Andrea Dezsö is a visual artist and writer who works across a broad range of media. She is a full-time faculty member at the Maryland Institute College of Art and lives in New York City.
With sardonic wit and a decidedly contemporary sensibility, Koertge retells 23 classic fairy tales in free verse, written from the perspectives of iconic characters like Little Red Riding Hood, as well as maligned or minor figures such as the Mole from Thumbelina and Cinderella’s stepsisters... A fiendishly clever and darkly funny collection.
—Publishers Weekly (starred review)
A much-honored poet and novelist retells, in free verse and from various points of view, twenty-three familiar tales (mostly Grimm, Andersen, and Perrault).

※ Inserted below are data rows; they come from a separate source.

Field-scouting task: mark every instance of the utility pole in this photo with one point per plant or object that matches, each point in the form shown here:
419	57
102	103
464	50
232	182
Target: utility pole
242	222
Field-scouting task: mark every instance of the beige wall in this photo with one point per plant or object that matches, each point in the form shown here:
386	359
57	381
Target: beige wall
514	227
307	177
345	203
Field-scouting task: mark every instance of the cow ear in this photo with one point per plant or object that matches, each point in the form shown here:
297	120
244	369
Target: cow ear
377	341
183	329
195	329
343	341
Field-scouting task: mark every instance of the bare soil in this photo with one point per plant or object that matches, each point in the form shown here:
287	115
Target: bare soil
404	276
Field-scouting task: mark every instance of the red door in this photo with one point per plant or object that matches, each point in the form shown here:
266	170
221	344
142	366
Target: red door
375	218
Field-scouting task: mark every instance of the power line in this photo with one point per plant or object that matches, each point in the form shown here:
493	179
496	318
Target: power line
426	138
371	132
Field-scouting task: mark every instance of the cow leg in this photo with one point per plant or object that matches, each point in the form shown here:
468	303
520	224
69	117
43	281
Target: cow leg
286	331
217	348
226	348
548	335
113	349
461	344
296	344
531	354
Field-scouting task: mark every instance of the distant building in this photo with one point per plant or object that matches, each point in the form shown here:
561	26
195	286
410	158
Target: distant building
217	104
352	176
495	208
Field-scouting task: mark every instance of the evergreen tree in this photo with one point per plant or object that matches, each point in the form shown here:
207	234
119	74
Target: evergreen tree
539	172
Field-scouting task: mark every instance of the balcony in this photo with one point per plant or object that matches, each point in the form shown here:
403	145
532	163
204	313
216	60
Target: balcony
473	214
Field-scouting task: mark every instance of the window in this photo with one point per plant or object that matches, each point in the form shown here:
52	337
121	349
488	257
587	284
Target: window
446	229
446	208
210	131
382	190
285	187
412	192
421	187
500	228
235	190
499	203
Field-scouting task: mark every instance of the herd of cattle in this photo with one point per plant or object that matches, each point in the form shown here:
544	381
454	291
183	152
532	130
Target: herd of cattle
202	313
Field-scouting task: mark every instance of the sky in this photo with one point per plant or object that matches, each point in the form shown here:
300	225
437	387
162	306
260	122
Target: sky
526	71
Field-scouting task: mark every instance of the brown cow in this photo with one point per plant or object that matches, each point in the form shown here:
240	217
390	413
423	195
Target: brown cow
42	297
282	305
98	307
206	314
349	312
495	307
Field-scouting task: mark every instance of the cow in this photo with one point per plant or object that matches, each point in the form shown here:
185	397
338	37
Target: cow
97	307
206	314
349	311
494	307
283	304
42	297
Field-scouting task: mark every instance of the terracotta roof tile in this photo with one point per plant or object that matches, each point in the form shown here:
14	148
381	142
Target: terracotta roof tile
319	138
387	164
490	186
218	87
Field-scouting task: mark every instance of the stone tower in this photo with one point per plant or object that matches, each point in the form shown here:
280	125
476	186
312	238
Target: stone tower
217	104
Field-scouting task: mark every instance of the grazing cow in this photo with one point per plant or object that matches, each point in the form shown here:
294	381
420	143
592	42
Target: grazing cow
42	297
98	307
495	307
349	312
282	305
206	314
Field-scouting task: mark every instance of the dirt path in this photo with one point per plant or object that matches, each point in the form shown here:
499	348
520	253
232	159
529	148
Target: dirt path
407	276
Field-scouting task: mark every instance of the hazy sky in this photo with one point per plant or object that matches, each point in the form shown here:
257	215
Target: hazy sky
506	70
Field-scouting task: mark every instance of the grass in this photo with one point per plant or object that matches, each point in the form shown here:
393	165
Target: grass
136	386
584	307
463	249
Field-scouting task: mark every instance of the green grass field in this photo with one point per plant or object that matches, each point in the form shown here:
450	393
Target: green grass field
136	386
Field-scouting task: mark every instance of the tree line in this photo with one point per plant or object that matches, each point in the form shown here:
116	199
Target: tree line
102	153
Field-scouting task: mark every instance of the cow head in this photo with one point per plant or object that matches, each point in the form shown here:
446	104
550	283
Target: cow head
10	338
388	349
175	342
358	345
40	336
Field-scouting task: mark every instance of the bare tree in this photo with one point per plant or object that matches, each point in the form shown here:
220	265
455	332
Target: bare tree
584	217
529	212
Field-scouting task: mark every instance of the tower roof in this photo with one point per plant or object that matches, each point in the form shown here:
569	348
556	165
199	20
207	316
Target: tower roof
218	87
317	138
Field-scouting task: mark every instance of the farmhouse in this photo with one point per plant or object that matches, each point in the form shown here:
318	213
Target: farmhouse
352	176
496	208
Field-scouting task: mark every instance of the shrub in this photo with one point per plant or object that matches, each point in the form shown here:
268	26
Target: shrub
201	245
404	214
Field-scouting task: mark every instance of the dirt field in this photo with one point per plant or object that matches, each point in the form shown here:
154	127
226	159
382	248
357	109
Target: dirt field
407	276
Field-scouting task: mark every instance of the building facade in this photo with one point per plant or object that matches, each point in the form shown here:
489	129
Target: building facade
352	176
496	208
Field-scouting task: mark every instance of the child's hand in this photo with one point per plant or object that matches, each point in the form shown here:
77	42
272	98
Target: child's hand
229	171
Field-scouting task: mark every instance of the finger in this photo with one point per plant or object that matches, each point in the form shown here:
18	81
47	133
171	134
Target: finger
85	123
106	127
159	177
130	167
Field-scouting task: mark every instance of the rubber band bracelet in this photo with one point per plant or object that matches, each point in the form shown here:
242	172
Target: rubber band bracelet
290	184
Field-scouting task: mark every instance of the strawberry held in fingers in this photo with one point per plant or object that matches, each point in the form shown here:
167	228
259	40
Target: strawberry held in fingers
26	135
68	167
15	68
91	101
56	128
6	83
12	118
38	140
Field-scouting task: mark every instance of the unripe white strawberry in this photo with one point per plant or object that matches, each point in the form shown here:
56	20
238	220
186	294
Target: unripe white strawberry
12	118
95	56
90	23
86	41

With a contemporary sensibility and voice, Koertge pitches directly to teenagers. . . Dezsö’s choice of cut-paper illustrations is brilliant, a nod to Hans C. Andersen’s skill in that medium despite the radically different tone.
—The Horn Book (starred review)
The poems beg to be shared aloud, like the best gossip. The sensibilities are wry, often dark, and the language is occasionally earthy... This slim volume is at once simple and sophisticated, witty and unnerving.